W dzień i w nocy myślę o Niej: wyuczyłam się na pamięć słów testamentu — myślę, marzenia snuję i widzę to upragnione przez Nią Królestwo Boże coraz bliższe ziemi. Bo powiedz sama: gdyby corocznie trzydzieści pensyonarek ukończyło kurs nauk waszej szkoły, niechby dwadzieścia tylko, to już dwadzieścia ognisk domowych, ogrzanych tym jasnym promieniem, który z ducha Jej powstał. I rozszerzać on się będzie z każdym rokiem, nowe iskry zapalać, coraz większy, coraz wspanialszy. Chyba cały świat ogarnie kiedyś, wszyscy ludzie za ręce się wezmą, aby pracować razem, blizcy sobie — bratni.
To będzie niebo, niebo, Ludko złota, obyśmy doczekały!.. Ale mniejsza o nas, niech-by przyszło w trzydzieści, w sto lat później, byle przyszło!
Nie mogę sobie miejsca znaleźć; pełną mam głowę cudnych planów ś. p. Ludmiły Mokronowskiej, a wstyd mi!.. Za pychę, za przeświadczenie o jakichś tam swoich zasługach, biłabym się... Pisałam ci przecież, że robię codzień obrachunek i jestem zadowolona ze swej pracy. Ale cóż zrobiłam? czego dokonałam? czem pysznić się mam prawo?.. Że przy gospodarstwie domowem, że w ogrodzie, że ojcu pomogę też nieraz... wielkie zasługi! To kwestya bytu: najnędzniejszy robak ją pojmuje i rozstrzyga wedle swoich sił.
Rozmawiałam na ten temat z ciocią.
Uspokoiła mnie trochę, wytłómaczyła, że spełniam wszystko, co jest w mojej mocy, nie uchyliłam się od obowiązków względem rodziców i rodzeństwa (Boże, a któżby to śmiał!) ani względem wioski... Tu ciocia przesadza odrobinkę, bo i cóż wieś ma ze mnie? Że uszyję jakiemu dzieciakowi koszulinę, fartuch staruszce, skaleczenie opatrzę, dopilnuję czasem, by chory brał lekarstwo, przyrządzę płókanie, nauczę zręczniejszą dziewuchę robótki, i co ja robię? Chyba to jedno, że nasiona kwiatów dla chałup zbieram, ale w tem jest także moja przyjemność własna.

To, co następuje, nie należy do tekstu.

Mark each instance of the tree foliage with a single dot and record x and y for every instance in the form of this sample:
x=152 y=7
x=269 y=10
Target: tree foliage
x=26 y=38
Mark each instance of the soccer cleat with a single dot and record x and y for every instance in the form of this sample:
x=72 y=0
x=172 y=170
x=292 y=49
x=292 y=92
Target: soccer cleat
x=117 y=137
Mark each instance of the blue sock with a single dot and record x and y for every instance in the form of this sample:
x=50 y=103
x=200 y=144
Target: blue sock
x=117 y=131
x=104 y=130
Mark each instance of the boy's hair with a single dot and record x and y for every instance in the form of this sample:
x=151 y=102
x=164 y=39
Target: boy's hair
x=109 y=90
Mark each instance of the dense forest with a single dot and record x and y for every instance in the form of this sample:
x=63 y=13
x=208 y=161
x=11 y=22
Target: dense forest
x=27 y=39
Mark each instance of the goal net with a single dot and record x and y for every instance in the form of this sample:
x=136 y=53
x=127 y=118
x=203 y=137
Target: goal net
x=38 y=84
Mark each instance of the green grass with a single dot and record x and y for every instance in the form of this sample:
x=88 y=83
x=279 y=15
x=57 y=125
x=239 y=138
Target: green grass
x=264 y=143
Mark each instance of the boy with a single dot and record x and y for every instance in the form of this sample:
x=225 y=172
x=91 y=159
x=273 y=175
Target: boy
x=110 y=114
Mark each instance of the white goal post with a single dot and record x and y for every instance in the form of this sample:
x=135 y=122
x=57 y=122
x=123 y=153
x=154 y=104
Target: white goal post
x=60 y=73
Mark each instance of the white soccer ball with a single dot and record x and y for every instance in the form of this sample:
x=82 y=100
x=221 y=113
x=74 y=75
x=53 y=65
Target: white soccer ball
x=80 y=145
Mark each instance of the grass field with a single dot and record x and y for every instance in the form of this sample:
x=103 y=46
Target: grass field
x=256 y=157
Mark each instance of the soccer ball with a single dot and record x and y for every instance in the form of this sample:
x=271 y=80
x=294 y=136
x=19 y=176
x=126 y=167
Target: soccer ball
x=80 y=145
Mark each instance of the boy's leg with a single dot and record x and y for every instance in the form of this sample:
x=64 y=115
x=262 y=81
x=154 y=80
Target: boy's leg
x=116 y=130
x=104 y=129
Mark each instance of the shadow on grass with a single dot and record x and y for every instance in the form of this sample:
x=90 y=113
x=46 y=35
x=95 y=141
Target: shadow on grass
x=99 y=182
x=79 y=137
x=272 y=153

Wszak miło spojrzeć, gdy przed każdym domem znajduje się kawałek ogródka, a ci ludzie prości jeszcze mi są wdzięczni, jeszcze dziękują.
Nie spełniam nic wielkiego, nic godnego uwagi; ale ciocia tak prześlicznie o tem się wyraża, że aż powtórzyć ci muszę:

„Czyń każdy w swojem kółku, co każe Duch Boży,
A całość sama się złoży“.

Czy istotnie złoży się? Ach, jakbym chciała, jakbym chciała!.. Szczerze pragnę, by spełniły się słowa cioci.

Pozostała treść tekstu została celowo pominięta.